Ich wünsche mir, dass wunderbare Dichter und Denker frei reden, schreiben und sich mitteilen können, auch, damit wir sie hier bei uns endlich zu hören bekommen.

Ich wünsche mir, dass der Funke überspringt nach Palästina, dass sich auch da die Jugend ohne Waffen befreien kann.

Ich wünsche mir, dass wir im Westen unsere Freiheit mehr schätzen und jeden Tag zumindest einen Moment lang dafür dankbar sind.

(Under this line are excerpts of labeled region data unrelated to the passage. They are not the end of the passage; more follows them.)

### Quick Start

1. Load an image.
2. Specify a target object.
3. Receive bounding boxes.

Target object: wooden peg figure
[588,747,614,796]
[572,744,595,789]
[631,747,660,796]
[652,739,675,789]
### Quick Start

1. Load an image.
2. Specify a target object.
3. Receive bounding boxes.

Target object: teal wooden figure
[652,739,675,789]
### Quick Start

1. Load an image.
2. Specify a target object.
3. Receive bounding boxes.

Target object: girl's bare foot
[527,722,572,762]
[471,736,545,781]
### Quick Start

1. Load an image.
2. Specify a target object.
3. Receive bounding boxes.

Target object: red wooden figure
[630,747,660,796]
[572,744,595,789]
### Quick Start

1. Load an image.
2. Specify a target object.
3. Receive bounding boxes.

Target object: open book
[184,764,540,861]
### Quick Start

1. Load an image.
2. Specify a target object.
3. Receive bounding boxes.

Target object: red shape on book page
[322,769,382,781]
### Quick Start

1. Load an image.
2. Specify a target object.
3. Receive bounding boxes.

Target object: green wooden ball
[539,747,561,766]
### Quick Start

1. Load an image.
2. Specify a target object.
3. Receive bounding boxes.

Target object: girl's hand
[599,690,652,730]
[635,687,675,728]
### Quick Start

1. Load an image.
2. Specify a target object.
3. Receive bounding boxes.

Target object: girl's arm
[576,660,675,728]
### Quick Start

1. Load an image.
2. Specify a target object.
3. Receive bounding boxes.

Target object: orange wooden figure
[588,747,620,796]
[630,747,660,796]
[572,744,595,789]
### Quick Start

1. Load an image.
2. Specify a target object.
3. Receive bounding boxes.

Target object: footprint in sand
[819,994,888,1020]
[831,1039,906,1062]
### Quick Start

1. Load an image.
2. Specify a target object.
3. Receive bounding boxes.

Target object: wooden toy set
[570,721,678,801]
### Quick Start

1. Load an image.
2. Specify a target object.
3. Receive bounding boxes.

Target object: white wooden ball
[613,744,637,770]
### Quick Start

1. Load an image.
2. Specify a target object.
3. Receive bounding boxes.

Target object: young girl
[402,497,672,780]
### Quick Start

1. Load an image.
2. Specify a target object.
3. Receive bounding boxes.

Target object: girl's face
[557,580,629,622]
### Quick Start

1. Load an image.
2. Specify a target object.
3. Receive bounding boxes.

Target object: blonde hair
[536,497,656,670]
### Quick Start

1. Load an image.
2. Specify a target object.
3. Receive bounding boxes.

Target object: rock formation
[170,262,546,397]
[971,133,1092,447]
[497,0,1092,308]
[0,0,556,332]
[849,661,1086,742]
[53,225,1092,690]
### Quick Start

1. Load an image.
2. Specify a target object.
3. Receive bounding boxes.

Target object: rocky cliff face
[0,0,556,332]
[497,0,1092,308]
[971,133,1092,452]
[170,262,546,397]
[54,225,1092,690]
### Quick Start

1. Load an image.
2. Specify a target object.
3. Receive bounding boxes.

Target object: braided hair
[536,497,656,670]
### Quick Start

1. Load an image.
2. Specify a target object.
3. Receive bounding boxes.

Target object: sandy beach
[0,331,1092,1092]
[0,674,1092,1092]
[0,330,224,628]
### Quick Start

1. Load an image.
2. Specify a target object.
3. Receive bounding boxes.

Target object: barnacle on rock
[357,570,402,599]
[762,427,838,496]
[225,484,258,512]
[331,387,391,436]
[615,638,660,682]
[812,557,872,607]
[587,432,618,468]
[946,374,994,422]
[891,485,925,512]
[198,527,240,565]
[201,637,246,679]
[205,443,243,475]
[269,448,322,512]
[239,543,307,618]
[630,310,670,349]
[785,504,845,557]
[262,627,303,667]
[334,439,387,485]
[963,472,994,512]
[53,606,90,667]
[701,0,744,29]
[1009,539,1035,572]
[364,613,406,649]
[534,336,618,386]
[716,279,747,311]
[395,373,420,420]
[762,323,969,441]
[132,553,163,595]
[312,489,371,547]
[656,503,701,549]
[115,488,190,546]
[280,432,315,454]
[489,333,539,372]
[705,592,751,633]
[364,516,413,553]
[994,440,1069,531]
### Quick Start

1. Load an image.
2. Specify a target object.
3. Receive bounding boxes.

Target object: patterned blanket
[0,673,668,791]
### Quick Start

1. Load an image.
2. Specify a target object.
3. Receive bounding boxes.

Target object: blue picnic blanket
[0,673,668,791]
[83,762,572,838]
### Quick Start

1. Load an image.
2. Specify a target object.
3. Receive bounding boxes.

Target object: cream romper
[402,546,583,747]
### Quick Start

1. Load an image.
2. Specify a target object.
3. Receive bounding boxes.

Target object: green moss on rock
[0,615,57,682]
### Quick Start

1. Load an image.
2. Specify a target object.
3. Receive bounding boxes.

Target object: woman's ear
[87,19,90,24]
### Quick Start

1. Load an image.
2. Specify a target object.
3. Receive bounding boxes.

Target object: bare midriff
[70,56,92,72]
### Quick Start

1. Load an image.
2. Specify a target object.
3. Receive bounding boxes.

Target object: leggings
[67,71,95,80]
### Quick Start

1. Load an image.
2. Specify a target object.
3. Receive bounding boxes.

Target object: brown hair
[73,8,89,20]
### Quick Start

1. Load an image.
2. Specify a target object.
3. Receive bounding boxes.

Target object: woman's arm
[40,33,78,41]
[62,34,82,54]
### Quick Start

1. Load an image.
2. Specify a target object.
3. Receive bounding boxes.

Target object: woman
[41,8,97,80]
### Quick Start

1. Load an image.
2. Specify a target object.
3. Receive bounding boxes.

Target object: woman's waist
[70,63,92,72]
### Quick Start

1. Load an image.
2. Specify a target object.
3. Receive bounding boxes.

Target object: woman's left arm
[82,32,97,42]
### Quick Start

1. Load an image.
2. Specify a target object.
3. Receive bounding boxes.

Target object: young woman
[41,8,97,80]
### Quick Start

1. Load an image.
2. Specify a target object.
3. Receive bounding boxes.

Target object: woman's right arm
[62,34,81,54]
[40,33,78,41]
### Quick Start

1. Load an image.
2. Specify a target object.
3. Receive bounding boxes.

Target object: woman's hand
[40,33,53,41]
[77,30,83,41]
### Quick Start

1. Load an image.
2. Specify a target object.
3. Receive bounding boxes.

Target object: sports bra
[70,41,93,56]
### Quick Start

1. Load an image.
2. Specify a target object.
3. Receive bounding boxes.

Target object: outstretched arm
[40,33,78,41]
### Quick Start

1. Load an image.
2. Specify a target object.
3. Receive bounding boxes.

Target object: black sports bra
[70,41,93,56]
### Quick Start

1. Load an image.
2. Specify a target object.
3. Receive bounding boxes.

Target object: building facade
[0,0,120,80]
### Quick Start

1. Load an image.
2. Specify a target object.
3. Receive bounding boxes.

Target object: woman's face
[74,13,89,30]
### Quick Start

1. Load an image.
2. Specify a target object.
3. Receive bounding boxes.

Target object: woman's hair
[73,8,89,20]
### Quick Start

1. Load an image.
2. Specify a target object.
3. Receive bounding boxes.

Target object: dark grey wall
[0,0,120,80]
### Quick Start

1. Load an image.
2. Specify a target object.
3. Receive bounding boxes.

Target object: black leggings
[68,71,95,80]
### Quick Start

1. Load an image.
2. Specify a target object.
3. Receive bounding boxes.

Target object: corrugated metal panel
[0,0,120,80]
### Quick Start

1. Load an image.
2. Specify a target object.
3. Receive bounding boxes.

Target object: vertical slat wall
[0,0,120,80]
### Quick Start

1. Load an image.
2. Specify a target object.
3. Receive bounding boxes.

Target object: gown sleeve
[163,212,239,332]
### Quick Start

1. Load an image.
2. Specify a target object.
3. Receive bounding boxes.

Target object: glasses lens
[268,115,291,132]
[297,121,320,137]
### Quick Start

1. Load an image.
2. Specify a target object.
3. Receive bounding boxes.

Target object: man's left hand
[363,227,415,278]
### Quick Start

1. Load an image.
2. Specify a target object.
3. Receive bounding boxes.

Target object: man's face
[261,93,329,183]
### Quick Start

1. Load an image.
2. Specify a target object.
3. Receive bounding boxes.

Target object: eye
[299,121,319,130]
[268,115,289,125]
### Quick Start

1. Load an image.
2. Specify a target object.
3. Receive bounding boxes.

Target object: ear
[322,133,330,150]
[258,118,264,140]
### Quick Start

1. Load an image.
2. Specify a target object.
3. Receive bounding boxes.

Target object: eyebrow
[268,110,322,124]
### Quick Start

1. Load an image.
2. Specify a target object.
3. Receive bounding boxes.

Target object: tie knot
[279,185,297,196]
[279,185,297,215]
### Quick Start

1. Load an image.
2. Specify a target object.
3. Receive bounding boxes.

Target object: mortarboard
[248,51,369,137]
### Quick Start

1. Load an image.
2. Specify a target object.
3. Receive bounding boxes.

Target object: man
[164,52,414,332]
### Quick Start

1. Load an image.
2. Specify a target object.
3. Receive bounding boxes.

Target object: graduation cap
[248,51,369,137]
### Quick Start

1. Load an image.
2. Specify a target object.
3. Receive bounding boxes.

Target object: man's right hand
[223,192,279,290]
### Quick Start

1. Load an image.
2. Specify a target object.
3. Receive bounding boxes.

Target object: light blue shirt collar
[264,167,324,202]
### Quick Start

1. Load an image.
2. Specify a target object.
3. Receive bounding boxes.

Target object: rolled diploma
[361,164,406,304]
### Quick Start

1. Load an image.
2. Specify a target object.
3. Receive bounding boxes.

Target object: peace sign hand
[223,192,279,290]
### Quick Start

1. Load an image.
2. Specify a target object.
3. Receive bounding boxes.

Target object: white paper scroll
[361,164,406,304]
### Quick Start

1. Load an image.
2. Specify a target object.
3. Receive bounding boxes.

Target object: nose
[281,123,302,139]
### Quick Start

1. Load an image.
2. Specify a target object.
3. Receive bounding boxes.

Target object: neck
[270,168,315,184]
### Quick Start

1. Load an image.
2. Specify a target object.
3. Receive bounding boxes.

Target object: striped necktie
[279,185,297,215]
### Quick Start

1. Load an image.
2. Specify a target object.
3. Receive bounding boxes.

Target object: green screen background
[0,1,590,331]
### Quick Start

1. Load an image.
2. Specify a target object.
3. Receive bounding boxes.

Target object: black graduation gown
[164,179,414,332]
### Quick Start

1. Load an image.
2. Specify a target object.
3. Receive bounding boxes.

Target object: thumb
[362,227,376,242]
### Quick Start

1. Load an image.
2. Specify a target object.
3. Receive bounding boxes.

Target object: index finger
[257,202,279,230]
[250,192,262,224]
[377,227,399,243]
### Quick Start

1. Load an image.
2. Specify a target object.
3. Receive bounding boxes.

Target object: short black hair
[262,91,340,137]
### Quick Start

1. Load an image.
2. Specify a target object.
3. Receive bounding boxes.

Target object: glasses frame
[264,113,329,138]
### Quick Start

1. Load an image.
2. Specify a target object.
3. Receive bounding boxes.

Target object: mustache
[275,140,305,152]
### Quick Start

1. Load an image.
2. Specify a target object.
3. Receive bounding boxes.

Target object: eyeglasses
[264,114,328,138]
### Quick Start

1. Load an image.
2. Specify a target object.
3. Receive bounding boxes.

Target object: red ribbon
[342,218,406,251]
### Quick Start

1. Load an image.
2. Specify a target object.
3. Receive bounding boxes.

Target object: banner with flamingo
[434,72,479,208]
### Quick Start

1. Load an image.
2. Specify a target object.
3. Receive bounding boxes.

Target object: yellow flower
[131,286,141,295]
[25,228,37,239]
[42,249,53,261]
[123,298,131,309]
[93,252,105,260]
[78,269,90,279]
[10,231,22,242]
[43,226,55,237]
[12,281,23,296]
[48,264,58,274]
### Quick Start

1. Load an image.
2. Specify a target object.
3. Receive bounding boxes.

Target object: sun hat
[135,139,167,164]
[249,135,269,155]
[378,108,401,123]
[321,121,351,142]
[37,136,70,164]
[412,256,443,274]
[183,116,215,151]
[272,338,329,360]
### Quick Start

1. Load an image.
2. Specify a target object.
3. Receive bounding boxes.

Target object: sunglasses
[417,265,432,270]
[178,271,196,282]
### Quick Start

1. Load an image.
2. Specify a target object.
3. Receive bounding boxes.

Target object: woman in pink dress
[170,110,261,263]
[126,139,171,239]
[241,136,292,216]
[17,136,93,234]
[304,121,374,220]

Ich wünsche mir, dass Thilo Sarrazin sich beim Anblick der Bilder aus Cairo in Grund und Boden schämt für seine bodenlosen, blasierten Dummheiten, die ihm Millionen gebracht haben. Da konnten Kopftuch- und Bartträger wohl doch ’n bisschen mehr als Gemüse und Döner verkaufen!!!

Und zu allerletzt wünsche ich mir sobald wie möglich ein Flugticket nach Cairo, um es in die Arme zu schließen von der Dachterrasse aus, auf der ich letztes Jahr schon über dem Nil getanzt habe. Und zu guter Letzt noch das Bild, das für mich diese letzten Tage geprägt hat und mir immer wieder die Tränen in die Augen treibt. (ich wollte eigentlich mehrere Bilder zusammen stellen, aber ich konnte mich nicht entscheiden … es wäre unendlich geworden. also nur dies eine …) Und damit ist dann auch erstmal genug von der Revolution … vorerst.


 

Eigentlich hatte ich gestern vor, hier endlich mal wieder etwas zu schreiben, dass nichts mit der Situation in Ägypten zu tun hat. Immerhin bin ich ja hier kein Nachrichtenticker, und inzwischen kann man sich ja sogar in deutschsprachigen Medien ganz gut informieren.

Auch wenn ich weiterhin eher AlJazeera English, BBC, CNN und dem Guardian vertraue, kann man bei der Süddeutschen, Spiegel Online, der taz und sogar bei der verschnarchten ARD gute Dinge lesen.

Außerdem hätte ich gestern sogar einen aktuellen, persönlichen und freudigen Anlass gehabt, hier eine schöne Geschichte zu schreiben. Eine meiner Lieblingscousinen in Saudi Arabien hat nämlich gestern geheiratet, und ich hätte gern bei dieser Gelegenheit meine Erlebnisse bei der letzten saudischen Hochzeit, die ich im Oktober 2010 besucht habe, hier mit euch geteilt. Naja, beim nächsten Mal.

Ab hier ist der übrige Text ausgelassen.